Concordant changes of pyrimidine metabolism in blasts of two cases of acute myeloid leukemia after repeated treatment with ara-C in vivo.

Though data from cell lines are abundant, the reason for the development of resistance to 1-beta-D arabinofuranosylcytosine (ara-C) in vivo remains unresolved. A broad interpatient variation of metabolic parameters has further complicated interpretation of the results. The present study compares ara-C metabolism in leukemic blasts of two patients with newly diagnosed disease, before and after repeated treatment with ara-C containing chemotherapy regimens in vivo.
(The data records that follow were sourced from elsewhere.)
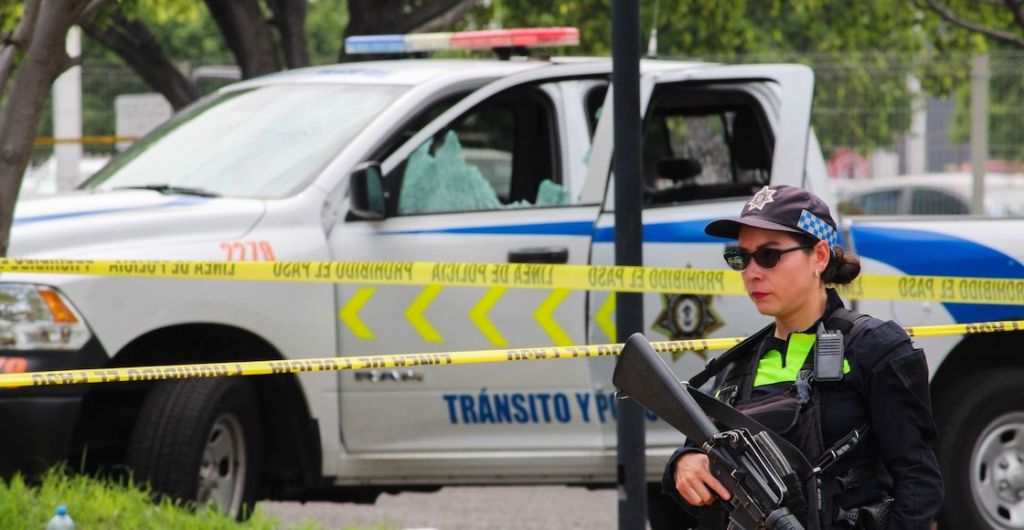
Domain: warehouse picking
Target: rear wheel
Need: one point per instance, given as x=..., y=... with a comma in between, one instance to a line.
x=199, y=440
x=981, y=422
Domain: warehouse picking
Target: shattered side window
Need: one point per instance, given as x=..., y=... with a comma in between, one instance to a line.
x=446, y=182
x=501, y=155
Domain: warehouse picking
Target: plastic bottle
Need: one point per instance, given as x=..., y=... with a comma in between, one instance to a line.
x=60, y=520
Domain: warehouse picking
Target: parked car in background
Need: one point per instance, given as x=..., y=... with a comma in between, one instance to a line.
x=934, y=193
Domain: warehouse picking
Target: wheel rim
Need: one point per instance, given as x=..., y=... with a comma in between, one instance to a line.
x=997, y=472
x=222, y=472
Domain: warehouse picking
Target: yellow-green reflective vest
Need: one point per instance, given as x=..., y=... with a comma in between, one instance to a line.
x=771, y=368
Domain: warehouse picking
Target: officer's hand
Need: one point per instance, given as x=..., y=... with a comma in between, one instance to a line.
x=694, y=481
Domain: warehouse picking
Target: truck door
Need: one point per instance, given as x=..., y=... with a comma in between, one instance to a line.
x=712, y=137
x=485, y=181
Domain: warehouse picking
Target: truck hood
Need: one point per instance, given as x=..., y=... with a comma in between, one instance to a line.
x=96, y=224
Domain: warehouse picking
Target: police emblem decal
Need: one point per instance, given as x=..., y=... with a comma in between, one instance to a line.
x=686, y=316
x=765, y=195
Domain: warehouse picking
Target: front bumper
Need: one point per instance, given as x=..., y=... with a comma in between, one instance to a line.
x=38, y=424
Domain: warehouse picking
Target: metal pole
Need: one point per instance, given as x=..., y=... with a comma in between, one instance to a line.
x=629, y=247
x=68, y=117
x=979, y=131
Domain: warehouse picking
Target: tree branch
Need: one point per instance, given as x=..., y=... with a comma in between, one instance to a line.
x=425, y=14
x=247, y=34
x=290, y=19
x=46, y=57
x=18, y=41
x=133, y=42
x=445, y=19
x=992, y=33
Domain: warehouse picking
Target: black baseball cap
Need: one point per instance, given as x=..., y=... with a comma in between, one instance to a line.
x=781, y=208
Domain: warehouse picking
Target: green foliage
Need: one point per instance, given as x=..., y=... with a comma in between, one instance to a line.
x=10, y=12
x=95, y=503
x=103, y=503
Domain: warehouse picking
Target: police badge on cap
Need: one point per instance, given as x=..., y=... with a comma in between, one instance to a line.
x=781, y=208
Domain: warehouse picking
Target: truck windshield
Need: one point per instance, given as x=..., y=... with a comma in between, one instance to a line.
x=263, y=142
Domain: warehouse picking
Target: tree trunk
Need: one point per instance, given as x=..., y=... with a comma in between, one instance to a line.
x=388, y=16
x=132, y=41
x=290, y=18
x=248, y=35
x=45, y=58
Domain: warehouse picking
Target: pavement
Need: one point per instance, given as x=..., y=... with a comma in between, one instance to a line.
x=464, y=508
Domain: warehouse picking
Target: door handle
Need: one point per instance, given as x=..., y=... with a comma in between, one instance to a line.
x=540, y=255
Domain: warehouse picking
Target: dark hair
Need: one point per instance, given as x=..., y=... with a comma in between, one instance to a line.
x=842, y=269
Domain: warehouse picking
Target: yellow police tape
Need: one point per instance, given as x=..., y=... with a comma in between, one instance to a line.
x=525, y=275
x=406, y=360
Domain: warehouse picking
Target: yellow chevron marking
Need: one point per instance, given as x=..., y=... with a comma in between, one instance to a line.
x=349, y=314
x=605, y=317
x=415, y=314
x=544, y=316
x=479, y=316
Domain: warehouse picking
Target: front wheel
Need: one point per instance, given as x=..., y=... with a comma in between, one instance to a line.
x=199, y=441
x=981, y=423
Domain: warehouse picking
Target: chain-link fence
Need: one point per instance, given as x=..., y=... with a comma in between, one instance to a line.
x=877, y=115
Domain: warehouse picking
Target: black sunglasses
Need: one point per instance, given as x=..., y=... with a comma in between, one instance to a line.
x=766, y=258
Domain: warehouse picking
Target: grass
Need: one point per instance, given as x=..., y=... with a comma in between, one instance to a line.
x=105, y=504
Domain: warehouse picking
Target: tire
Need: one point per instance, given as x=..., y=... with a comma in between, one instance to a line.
x=199, y=441
x=981, y=451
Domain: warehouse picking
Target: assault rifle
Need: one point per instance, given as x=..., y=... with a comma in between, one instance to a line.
x=750, y=466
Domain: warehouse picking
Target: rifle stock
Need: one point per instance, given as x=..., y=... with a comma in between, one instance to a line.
x=646, y=378
x=750, y=466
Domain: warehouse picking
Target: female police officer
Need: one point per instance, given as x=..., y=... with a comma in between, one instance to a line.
x=788, y=251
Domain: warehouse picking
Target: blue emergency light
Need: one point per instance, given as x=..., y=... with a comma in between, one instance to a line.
x=422, y=42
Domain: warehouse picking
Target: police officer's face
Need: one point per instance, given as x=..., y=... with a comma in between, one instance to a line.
x=786, y=286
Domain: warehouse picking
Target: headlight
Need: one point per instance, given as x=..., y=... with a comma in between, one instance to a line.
x=38, y=317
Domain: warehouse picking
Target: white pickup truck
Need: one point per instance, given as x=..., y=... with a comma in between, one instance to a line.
x=482, y=162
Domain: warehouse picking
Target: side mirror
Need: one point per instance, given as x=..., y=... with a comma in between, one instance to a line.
x=366, y=191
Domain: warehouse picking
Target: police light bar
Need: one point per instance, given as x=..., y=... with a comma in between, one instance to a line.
x=422, y=42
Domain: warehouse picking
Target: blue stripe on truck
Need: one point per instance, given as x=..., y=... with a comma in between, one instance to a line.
x=927, y=253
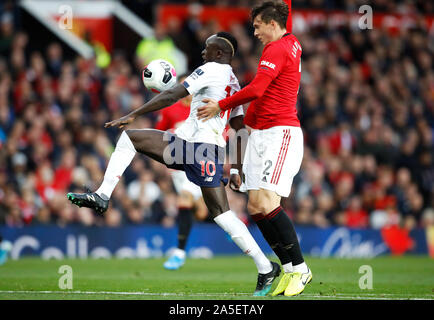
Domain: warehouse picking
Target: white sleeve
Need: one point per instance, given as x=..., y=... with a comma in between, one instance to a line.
x=200, y=78
x=237, y=111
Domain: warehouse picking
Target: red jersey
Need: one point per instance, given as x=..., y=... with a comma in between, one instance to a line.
x=173, y=116
x=275, y=87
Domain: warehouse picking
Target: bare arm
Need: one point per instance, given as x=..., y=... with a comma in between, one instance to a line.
x=163, y=100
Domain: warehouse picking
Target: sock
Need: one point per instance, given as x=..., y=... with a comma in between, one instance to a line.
x=271, y=236
x=185, y=222
x=288, y=268
x=281, y=222
x=239, y=233
x=302, y=268
x=119, y=161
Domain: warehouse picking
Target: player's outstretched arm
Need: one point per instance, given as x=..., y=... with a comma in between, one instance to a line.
x=163, y=100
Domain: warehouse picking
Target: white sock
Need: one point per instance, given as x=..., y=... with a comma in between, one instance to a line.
x=119, y=161
x=302, y=267
x=239, y=233
x=288, y=268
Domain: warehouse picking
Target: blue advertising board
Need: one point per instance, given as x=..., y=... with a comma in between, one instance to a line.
x=206, y=240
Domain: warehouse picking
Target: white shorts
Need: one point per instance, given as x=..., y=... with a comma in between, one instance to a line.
x=272, y=158
x=181, y=183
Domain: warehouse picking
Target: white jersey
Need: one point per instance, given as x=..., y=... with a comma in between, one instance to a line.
x=215, y=81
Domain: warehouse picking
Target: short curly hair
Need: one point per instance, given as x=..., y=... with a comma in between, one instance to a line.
x=271, y=10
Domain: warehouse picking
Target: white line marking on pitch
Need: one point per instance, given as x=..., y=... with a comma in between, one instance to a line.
x=370, y=296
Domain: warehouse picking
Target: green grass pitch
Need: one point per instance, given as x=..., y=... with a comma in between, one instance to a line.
x=223, y=277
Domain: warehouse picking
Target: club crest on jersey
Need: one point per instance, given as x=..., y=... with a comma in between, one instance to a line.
x=268, y=64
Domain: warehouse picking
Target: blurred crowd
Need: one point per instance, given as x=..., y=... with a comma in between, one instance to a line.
x=366, y=106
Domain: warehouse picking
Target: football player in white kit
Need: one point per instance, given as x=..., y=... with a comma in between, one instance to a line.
x=196, y=147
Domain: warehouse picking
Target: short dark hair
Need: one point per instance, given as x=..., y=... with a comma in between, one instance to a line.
x=271, y=10
x=230, y=38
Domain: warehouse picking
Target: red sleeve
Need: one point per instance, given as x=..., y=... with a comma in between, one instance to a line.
x=289, y=21
x=270, y=64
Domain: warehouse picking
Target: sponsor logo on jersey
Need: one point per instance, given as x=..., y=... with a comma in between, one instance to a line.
x=268, y=64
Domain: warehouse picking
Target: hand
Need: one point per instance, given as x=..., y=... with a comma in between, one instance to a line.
x=235, y=182
x=208, y=111
x=121, y=122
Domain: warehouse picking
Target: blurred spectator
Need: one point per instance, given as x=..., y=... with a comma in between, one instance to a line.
x=366, y=106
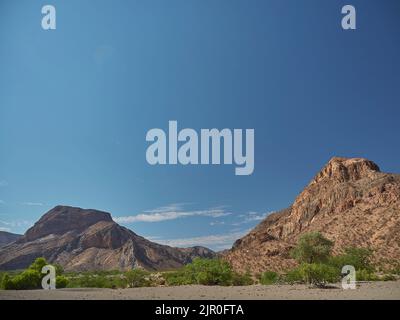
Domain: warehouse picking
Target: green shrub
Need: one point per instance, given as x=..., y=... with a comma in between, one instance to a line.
x=38, y=264
x=293, y=276
x=318, y=274
x=366, y=275
x=210, y=272
x=312, y=247
x=359, y=258
x=242, y=279
x=269, y=277
x=137, y=278
x=207, y=272
x=28, y=280
x=61, y=282
x=178, y=278
x=5, y=282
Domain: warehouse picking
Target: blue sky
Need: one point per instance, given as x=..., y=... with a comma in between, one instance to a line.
x=76, y=104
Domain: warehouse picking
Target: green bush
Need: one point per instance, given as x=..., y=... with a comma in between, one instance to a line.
x=269, y=277
x=242, y=279
x=293, y=276
x=359, y=258
x=96, y=281
x=28, y=280
x=61, y=282
x=5, y=282
x=312, y=247
x=178, y=278
x=38, y=264
x=207, y=272
x=137, y=278
x=210, y=272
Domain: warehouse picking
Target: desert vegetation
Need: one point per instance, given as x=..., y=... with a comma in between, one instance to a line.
x=313, y=252
x=318, y=267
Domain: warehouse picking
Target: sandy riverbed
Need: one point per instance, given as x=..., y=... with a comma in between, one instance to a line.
x=374, y=290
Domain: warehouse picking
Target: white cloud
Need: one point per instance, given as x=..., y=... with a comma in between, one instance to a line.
x=219, y=241
x=251, y=217
x=171, y=212
x=15, y=224
x=217, y=223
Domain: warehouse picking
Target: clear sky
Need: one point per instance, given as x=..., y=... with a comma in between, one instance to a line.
x=76, y=104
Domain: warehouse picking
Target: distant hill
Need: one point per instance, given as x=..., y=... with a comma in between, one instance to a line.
x=349, y=201
x=86, y=239
x=7, y=237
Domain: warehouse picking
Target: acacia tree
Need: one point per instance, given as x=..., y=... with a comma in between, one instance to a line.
x=312, y=247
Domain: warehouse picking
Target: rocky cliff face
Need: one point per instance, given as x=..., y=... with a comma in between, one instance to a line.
x=81, y=239
x=349, y=201
x=7, y=237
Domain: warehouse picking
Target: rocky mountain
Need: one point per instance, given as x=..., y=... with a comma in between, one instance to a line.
x=85, y=239
x=349, y=201
x=7, y=237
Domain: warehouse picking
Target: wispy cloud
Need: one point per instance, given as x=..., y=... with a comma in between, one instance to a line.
x=15, y=224
x=34, y=204
x=218, y=241
x=251, y=217
x=3, y=183
x=171, y=212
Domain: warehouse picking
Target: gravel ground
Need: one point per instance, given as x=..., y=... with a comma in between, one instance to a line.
x=373, y=290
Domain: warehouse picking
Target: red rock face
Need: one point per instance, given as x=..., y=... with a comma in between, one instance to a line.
x=349, y=201
x=82, y=239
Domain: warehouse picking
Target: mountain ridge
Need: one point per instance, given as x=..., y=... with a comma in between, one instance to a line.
x=87, y=239
x=350, y=201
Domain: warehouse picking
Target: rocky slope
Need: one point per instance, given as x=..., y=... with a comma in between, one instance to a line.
x=81, y=239
x=7, y=237
x=349, y=201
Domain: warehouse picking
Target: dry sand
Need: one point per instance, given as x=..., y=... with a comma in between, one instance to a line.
x=373, y=290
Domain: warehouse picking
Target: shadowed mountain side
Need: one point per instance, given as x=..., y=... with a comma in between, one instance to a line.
x=81, y=239
x=349, y=201
x=7, y=237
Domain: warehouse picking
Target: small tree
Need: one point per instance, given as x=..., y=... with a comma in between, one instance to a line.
x=38, y=264
x=312, y=247
x=318, y=274
x=137, y=278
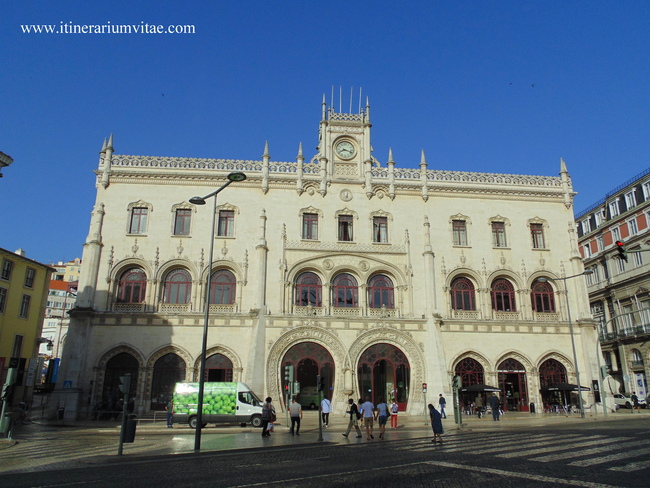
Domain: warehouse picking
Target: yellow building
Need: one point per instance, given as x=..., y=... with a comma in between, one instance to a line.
x=24, y=285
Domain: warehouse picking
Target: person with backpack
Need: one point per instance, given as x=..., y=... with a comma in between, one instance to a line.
x=382, y=416
x=394, y=410
x=355, y=416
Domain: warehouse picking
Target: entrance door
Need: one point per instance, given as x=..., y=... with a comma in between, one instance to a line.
x=309, y=360
x=512, y=381
x=384, y=372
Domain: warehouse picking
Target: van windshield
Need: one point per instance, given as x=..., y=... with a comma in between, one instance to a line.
x=249, y=398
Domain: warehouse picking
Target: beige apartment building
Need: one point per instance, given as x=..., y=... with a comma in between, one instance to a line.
x=378, y=278
x=619, y=289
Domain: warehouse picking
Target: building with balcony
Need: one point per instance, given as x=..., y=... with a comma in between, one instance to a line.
x=23, y=294
x=376, y=277
x=619, y=290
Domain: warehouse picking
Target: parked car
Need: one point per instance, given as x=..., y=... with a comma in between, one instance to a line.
x=625, y=401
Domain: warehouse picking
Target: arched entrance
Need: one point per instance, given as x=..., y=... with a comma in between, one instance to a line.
x=384, y=372
x=119, y=365
x=471, y=373
x=512, y=381
x=167, y=371
x=309, y=360
x=218, y=368
x=552, y=372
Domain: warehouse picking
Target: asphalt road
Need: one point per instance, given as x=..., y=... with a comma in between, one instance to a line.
x=594, y=455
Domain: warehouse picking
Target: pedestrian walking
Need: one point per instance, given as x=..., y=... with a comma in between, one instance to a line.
x=326, y=408
x=369, y=412
x=635, y=403
x=268, y=416
x=353, y=411
x=436, y=423
x=382, y=416
x=394, y=410
x=495, y=406
x=295, y=411
x=170, y=412
x=442, y=403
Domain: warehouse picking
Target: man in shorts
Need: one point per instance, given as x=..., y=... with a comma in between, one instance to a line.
x=369, y=414
x=382, y=416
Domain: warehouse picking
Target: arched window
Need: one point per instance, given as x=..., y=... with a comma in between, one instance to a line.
x=345, y=292
x=462, y=294
x=309, y=290
x=132, y=286
x=542, y=297
x=223, y=286
x=503, y=296
x=551, y=372
x=380, y=292
x=177, y=287
x=470, y=372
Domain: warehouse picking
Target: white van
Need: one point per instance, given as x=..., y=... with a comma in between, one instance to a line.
x=222, y=403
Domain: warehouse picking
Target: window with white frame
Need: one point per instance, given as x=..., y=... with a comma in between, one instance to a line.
x=30, y=275
x=499, y=234
x=646, y=190
x=24, y=307
x=3, y=299
x=138, y=220
x=537, y=235
x=459, y=232
x=632, y=227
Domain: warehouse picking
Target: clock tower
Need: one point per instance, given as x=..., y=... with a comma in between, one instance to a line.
x=344, y=142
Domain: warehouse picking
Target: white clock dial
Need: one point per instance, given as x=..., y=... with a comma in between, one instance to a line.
x=345, y=149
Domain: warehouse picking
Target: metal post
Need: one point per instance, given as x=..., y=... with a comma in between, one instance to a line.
x=318, y=409
x=573, y=346
x=232, y=177
x=204, y=344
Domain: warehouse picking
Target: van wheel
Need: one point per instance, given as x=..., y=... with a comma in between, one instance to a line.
x=192, y=423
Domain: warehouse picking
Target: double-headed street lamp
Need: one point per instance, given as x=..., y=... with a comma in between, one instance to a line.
x=573, y=342
x=232, y=177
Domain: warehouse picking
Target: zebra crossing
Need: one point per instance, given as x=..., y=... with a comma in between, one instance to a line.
x=615, y=453
x=51, y=453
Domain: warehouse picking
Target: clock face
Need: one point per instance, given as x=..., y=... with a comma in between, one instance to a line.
x=345, y=149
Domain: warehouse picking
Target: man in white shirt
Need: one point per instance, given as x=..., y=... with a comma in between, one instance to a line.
x=326, y=408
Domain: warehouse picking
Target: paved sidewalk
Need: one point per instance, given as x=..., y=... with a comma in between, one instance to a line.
x=42, y=444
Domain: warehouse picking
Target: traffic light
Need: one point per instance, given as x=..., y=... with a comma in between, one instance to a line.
x=125, y=383
x=622, y=252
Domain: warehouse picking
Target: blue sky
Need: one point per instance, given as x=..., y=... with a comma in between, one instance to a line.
x=454, y=78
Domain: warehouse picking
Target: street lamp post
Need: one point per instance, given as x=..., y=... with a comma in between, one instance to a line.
x=573, y=342
x=232, y=177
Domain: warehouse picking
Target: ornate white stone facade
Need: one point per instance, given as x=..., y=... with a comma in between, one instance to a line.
x=422, y=229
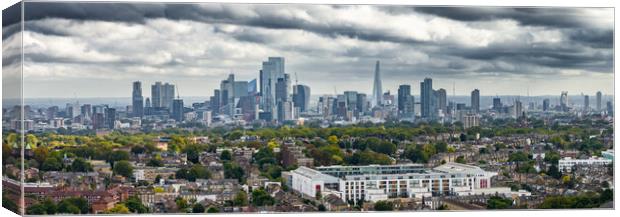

Membrane transport of ara-C was unchanged after treatment. In addition, cell-free extracts of blasts obtained after treatment failure showed an unchanged cytidine deaminase activity. Though deoxycytidine kinase activity in cell extracts was unaltered or increased after treatment failure, the activity in situ, measured as the rate of 1-beta-D-arabinofuranosylcytosine triphosphate (ara-CTP) formation, was decreased. This could be shown to be due to an expansion of the deoxycytidine triphosphate (dCTP) pool. The severalfold increase in dCTP pool was accompanied by a decrease in thymidine triphosphate (dTTP) pool and correlated with a decrease in deoxycytidylate deaminase (dCMP-deaminase) activity in cell free extracts. Low dCMP-deaminase activity had been shown to confer an ara-C resistant phenotype to cell lines in vitro. Data presented in this paper show that a selection for leukemic blasts with low dCMP-deaminase activity can also be favored by ara-C containing treatment regimens in vivo. Our data suggest that this mechanism might contribute to treatment failure.